I wanted to clarify my invocation of the financial action task force implicitly linking online hate to the promotion of terrorism. While that will strike some folks as a stretch, I do want to bring a critical race lens to this analysis. Thus far, as we've been talking about online hate, we're really mostly talking about white supremacists and white extremist hate promulgation against minorities, racialized or religious ones.
In bringing a racial lens to this analysis, we have to ask ourselves whether or not we can also begin thinking about these online hate promoters as also promoting terrorism. That's why I bring up the special recommendations of the FATF. The FATF has a special category called designated non-financial businesses and professions in which there is no reference to social media organizations. I would simply suggest taking a look at that.

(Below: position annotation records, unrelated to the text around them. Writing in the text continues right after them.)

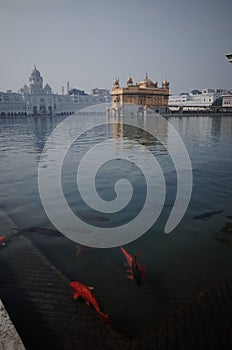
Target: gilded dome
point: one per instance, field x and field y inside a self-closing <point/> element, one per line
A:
<point x="147" y="83"/>
<point x="116" y="82"/>
<point x="129" y="81"/>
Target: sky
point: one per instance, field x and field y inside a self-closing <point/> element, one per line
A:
<point x="90" y="42"/>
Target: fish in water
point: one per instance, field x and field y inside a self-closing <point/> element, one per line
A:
<point x="136" y="269"/>
<point x="93" y="217"/>
<point x="82" y="248"/>
<point x="2" y="241"/>
<point x="207" y="215"/>
<point x="83" y="291"/>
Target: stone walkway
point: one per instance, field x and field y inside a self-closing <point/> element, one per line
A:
<point x="39" y="301"/>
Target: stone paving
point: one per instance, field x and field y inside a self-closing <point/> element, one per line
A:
<point x="39" y="301"/>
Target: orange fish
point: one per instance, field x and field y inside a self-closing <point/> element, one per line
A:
<point x="136" y="268"/>
<point x="85" y="293"/>
<point x="2" y="241"/>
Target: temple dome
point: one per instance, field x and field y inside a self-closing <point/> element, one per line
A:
<point x="35" y="74"/>
<point x="129" y="81"/>
<point x="116" y="83"/>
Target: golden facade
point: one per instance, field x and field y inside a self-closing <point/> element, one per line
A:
<point x="146" y="93"/>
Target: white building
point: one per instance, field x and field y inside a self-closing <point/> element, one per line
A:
<point x="227" y="101"/>
<point x="195" y="100"/>
<point x="36" y="99"/>
<point x="12" y="103"/>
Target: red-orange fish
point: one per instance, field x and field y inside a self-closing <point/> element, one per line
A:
<point x="85" y="293"/>
<point x="136" y="268"/>
<point x="2" y="241"/>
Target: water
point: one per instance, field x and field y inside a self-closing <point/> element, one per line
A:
<point x="179" y="264"/>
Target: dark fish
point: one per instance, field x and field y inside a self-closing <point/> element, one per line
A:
<point x="83" y="291"/>
<point x="207" y="215"/>
<point x="136" y="269"/>
<point x="93" y="217"/>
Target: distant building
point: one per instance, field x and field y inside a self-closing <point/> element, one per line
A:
<point x="146" y="94"/>
<point x="37" y="99"/>
<point x="227" y="101"/>
<point x="229" y="56"/>
<point x="12" y="103"/>
<point x="195" y="100"/>
<point x="102" y="94"/>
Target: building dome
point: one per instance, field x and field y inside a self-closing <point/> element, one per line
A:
<point x="165" y="84"/>
<point x="147" y="83"/>
<point x="35" y="74"/>
<point x="36" y="82"/>
<point x="116" y="83"/>
<point x="47" y="89"/>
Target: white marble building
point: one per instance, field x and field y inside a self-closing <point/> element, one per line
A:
<point x="37" y="99"/>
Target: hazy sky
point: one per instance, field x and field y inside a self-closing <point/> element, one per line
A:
<point x="89" y="42"/>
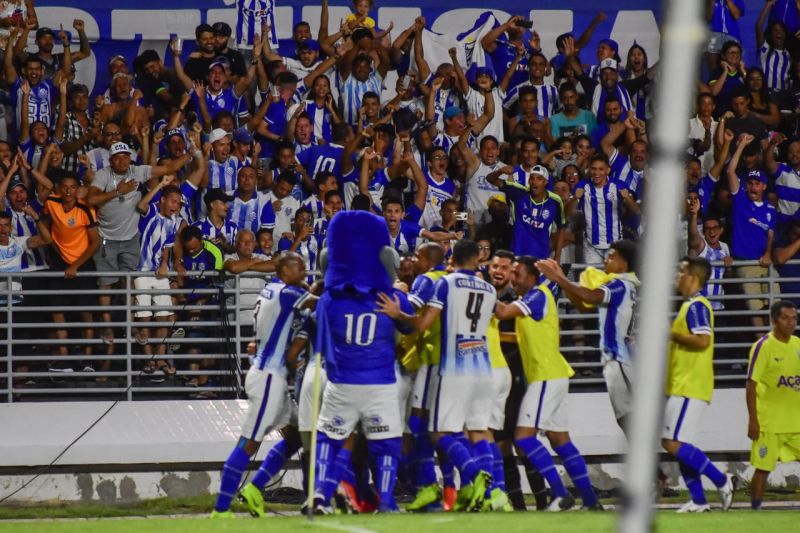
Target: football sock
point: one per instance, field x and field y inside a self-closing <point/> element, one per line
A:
<point x="424" y="466"/>
<point x="460" y="457"/>
<point x="273" y="463"/>
<point x="384" y="453"/>
<point x="540" y="458"/>
<point x="231" y="477"/>
<point x="693" y="483"/>
<point x="701" y="464"/>
<point x="328" y="462"/>
<point x="498" y="471"/>
<point x="575" y="466"/>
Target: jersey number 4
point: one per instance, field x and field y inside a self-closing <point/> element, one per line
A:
<point x="361" y="329"/>
<point x="474" y="310"/>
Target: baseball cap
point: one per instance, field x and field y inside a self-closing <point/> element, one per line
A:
<point x="15" y="182"/>
<point x="756" y="174"/>
<point x="542" y="171"/>
<point x="217" y="194"/>
<point x="452" y="111"/>
<point x="222" y="28"/>
<point x="41" y="32"/>
<point x="308" y="44"/>
<point x="120" y="148"/>
<point x="611" y="43"/>
<point x="496" y="198"/>
<point x="242" y="135"/>
<point x="217" y="134"/>
<point x="609" y="63"/>
<point x="219" y="62"/>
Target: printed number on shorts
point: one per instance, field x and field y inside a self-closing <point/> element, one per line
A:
<point x="361" y="329"/>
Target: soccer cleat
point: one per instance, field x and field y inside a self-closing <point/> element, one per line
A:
<point x="251" y="496"/>
<point x="727" y="491"/>
<point x="498" y="501"/>
<point x="425" y="496"/>
<point x="347" y="493"/>
<point x="449" y="497"/>
<point x="560" y="503"/>
<point x="691" y="507"/>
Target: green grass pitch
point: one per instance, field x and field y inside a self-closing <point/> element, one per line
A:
<point x="582" y="522"/>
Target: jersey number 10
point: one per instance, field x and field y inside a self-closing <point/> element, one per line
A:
<point x="360" y="331"/>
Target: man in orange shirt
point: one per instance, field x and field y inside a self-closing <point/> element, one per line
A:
<point x="73" y="228"/>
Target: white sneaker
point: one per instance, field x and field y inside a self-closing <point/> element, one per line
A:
<point x="727" y="491"/>
<point x="691" y="507"/>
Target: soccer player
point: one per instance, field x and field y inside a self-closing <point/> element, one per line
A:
<point x="544" y="405"/>
<point x="690" y="384"/>
<point x="359" y="349"/>
<point x="265" y="384"/>
<point x="616" y="300"/>
<point x="465" y="392"/>
<point x="773" y="401"/>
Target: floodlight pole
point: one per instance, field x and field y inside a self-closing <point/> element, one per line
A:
<point x="682" y="33"/>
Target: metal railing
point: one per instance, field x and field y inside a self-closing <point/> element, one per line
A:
<point x="211" y="357"/>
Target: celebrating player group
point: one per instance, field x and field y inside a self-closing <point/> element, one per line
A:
<point x="464" y="368"/>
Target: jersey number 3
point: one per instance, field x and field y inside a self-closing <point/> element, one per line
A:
<point x="474" y="310"/>
<point x="361" y="329"/>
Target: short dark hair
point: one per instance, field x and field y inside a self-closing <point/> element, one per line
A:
<point x="529" y="262"/>
<point x="627" y="250"/>
<point x="776" y="308"/>
<point x="505" y="254"/>
<point x="465" y="250"/>
<point x="189" y="233"/>
<point x="698" y="266"/>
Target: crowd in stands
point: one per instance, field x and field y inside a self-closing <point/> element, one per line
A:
<point x="226" y="159"/>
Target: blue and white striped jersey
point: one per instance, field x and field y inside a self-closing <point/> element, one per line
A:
<point x="351" y="92"/>
<point x="713" y="289"/>
<point x="253" y="214"/>
<point x="467" y="303"/>
<point x="275" y="309"/>
<point x="227" y="231"/>
<point x="602" y="212"/>
<point x="157" y="233"/>
<point x="616" y="318"/>
<point x="23" y="226"/>
<point x="777" y="67"/>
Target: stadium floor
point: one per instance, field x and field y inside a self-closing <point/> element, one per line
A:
<point x="667" y="520"/>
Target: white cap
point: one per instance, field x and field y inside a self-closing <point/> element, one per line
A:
<point x="217" y="134"/>
<point x="119" y="148"/>
<point x="609" y="63"/>
<point x="542" y="171"/>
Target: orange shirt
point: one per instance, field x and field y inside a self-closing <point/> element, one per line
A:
<point x="69" y="229"/>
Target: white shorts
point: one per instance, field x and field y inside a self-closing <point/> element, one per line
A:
<point x="462" y="402"/>
<point x="374" y="406"/>
<point x="425" y="384"/>
<point x="305" y="407"/>
<point x="148" y="283"/>
<point x="501" y="377"/>
<point x="618" y="382"/>
<point x="268" y="403"/>
<point x="544" y="406"/>
<point x="682" y="418"/>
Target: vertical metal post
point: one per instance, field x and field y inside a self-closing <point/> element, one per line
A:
<point x="682" y="33"/>
<point x="128" y="333"/>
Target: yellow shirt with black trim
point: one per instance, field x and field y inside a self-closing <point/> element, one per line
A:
<point x="775" y="367"/>
<point x="690" y="373"/>
<point x="538" y="336"/>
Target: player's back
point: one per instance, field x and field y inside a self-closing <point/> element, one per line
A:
<point x="274" y="313"/>
<point x="467" y="304"/>
<point x="357" y="342"/>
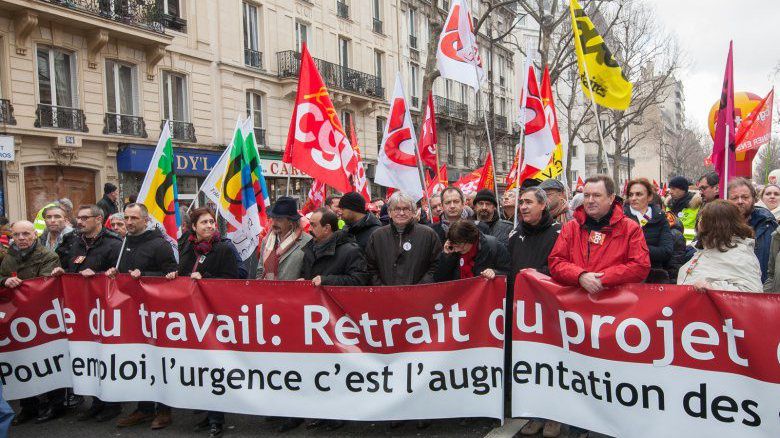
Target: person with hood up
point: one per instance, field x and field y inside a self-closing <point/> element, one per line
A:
<point x="724" y="237"/>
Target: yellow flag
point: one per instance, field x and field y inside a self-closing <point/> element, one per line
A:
<point x="610" y="87"/>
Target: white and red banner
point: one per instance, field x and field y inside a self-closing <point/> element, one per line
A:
<point x="646" y="360"/>
<point x="458" y="56"/>
<point x="260" y="347"/>
<point x="397" y="162"/>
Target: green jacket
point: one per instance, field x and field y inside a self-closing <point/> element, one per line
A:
<point x="39" y="262"/>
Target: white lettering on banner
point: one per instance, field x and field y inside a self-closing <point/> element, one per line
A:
<point x="693" y="344"/>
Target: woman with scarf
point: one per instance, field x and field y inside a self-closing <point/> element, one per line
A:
<point x="205" y="254"/>
<point x="641" y="209"/>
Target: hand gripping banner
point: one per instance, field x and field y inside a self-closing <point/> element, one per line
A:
<point x="646" y="360"/>
<point x="259" y="347"/>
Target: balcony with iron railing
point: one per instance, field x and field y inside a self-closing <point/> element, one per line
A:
<point x="6" y="112"/>
<point x="144" y="14"/>
<point x="450" y="108"/>
<point x="60" y="117"/>
<point x="334" y="75"/>
<point x="124" y="124"/>
<point x="181" y="131"/>
<point x="253" y="58"/>
<point x="342" y="9"/>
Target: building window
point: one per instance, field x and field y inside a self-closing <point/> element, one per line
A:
<point x="121" y="89"/>
<point x="343" y="52"/>
<point x="175" y="97"/>
<point x="301" y="35"/>
<point x="412" y="28"/>
<point x="254" y="110"/>
<point x="379" y="66"/>
<point x="414" y="74"/>
<point x="57" y="77"/>
<point x="252" y="54"/>
<point x="380" y="131"/>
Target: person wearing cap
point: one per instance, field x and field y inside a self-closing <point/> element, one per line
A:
<point x="359" y="223"/>
<point x="685" y="205"/>
<point x="486" y="209"/>
<point x="108" y="202"/>
<point x="556" y="199"/>
<point x="281" y="251"/>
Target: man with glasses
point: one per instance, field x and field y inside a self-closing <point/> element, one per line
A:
<point x="94" y="249"/>
<point x="403" y="252"/>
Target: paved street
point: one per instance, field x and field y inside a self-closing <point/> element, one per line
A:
<point x="252" y="426"/>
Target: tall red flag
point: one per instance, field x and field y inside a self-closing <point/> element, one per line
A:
<point x="316" y="141"/>
<point x="428" y="137"/>
<point x="723" y="149"/>
<point x="486" y="179"/>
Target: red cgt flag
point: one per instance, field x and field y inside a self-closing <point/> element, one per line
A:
<point x="316" y="141"/>
<point x="428" y="137"/>
<point x="486" y="180"/>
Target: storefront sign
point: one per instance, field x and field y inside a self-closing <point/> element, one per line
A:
<point x="276" y="168"/>
<point x="7" y="152"/>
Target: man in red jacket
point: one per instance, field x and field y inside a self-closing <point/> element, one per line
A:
<point x="601" y="247"/>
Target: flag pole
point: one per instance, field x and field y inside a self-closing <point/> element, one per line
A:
<point x="520" y="146"/>
<point x="598" y="120"/>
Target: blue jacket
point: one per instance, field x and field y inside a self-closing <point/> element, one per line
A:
<point x="764" y="224"/>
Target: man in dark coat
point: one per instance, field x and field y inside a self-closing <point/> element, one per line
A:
<point x="468" y="253"/>
<point x="529" y="245"/>
<point x="108" y="202"/>
<point x="742" y="193"/>
<point x="94" y="249"/>
<point x="486" y="208"/>
<point x="403" y="252"/>
<point x="332" y="258"/>
<point x="359" y="224"/>
<point x="146" y="253"/>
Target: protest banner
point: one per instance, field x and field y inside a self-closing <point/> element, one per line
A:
<point x="259" y="347"/>
<point x="646" y="360"/>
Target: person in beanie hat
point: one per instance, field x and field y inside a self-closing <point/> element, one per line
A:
<point x="359" y="224"/>
<point x="108" y="202"/>
<point x="685" y="205"/>
<point x="486" y="209"/>
<point x="281" y="251"/>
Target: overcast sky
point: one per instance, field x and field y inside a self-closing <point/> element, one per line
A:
<point x="704" y="29"/>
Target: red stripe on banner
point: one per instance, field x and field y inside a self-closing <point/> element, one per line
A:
<point x="662" y="325"/>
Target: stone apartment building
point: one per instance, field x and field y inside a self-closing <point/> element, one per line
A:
<point x="85" y="86"/>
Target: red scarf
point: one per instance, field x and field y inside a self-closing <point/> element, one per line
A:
<point x="467" y="262"/>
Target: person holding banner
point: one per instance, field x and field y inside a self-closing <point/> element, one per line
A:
<point x="27" y="258"/>
<point x="469" y="253"/>
<point x="146" y="253"/>
<point x="741" y="192"/>
<point x="725" y="259"/>
<point x="93" y="250"/>
<point x="403" y="252"/>
<point x="601" y="247"/>
<point x="206" y="254"/>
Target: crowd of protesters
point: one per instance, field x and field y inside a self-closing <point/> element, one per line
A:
<point x="596" y="239"/>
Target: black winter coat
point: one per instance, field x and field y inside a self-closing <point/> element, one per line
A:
<point x="529" y="246"/>
<point x="220" y="262"/>
<point x="150" y="253"/>
<point x="100" y="255"/>
<point x="402" y="257"/>
<point x="339" y="261"/>
<point x="362" y="230"/>
<point x="491" y="254"/>
<point x="658" y="236"/>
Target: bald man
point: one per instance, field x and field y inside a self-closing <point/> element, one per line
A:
<point x="27" y="259"/>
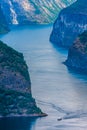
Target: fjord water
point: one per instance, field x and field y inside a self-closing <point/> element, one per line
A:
<point x="59" y="92"/>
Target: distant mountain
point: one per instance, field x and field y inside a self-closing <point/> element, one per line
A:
<point x="32" y="11"/>
<point x="77" y="55"/>
<point x="3" y="24"/>
<point x="70" y="22"/>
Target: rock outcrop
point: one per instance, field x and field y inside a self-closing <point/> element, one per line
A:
<point x="32" y="11"/>
<point x="3" y="24"/>
<point x="71" y="22"/>
<point x="77" y="55"/>
<point x="15" y="86"/>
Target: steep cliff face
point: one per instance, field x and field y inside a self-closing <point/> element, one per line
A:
<point x="3" y="24"/>
<point x="32" y="11"/>
<point x="70" y="22"/>
<point x="15" y="87"/>
<point x="77" y="56"/>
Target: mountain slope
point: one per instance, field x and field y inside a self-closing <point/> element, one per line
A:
<point x="77" y="55"/>
<point x="70" y="22"/>
<point x="32" y="11"/>
<point x="3" y="24"/>
<point x="15" y="86"/>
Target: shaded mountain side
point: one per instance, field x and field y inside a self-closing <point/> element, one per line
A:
<point x="15" y="86"/>
<point x="32" y="11"/>
<point x="77" y="55"/>
<point x="3" y="24"/>
<point x="71" y="22"/>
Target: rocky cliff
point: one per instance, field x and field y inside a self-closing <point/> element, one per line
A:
<point x="3" y="24"/>
<point x="77" y="55"/>
<point x="70" y="22"/>
<point x="15" y="86"/>
<point x="32" y="11"/>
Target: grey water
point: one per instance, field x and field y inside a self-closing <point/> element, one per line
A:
<point x="59" y="92"/>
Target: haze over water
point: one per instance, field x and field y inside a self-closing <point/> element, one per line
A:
<point x="59" y="92"/>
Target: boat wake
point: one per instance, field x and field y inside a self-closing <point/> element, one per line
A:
<point x="67" y="114"/>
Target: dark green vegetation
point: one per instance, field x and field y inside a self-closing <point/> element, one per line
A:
<point x="3" y="24"/>
<point x="11" y="59"/>
<point x="13" y="103"/>
<point x="83" y="37"/>
<point x="77" y="55"/>
<point x="71" y="22"/>
<point x="15" y="87"/>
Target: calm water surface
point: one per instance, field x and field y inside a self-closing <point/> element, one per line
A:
<point x="59" y="92"/>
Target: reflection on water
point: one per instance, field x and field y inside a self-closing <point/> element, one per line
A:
<point x="59" y="92"/>
<point x="19" y="123"/>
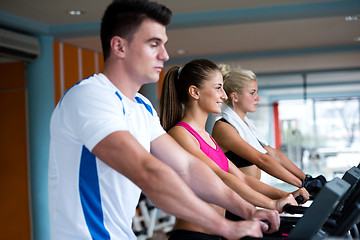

In terms of focusing on civil society grids, it's not my experience thus far in working with a number of Muslim civil society groups that there has been an inflation of attacks. What we do have, rather, is a better appreciation of how those attacks are understood and felt within the context, within a very thick, enriched context.
One of the limitations of law is that it has a tendency to flatten our experiences. Part of the challenge here and part of what we're trying to create at the institute in combatting Islamophobia is a thick narrative around what these attacks mean, how they're understood and how they resonate as hate.
I don't think that you get an inflation by reference to civil society groups in these communities. I think what you have is a racialized and particularized framework that gives meaningfulness to these attacks of hate and therefore allows us to bring them within the legibility of any legal framework.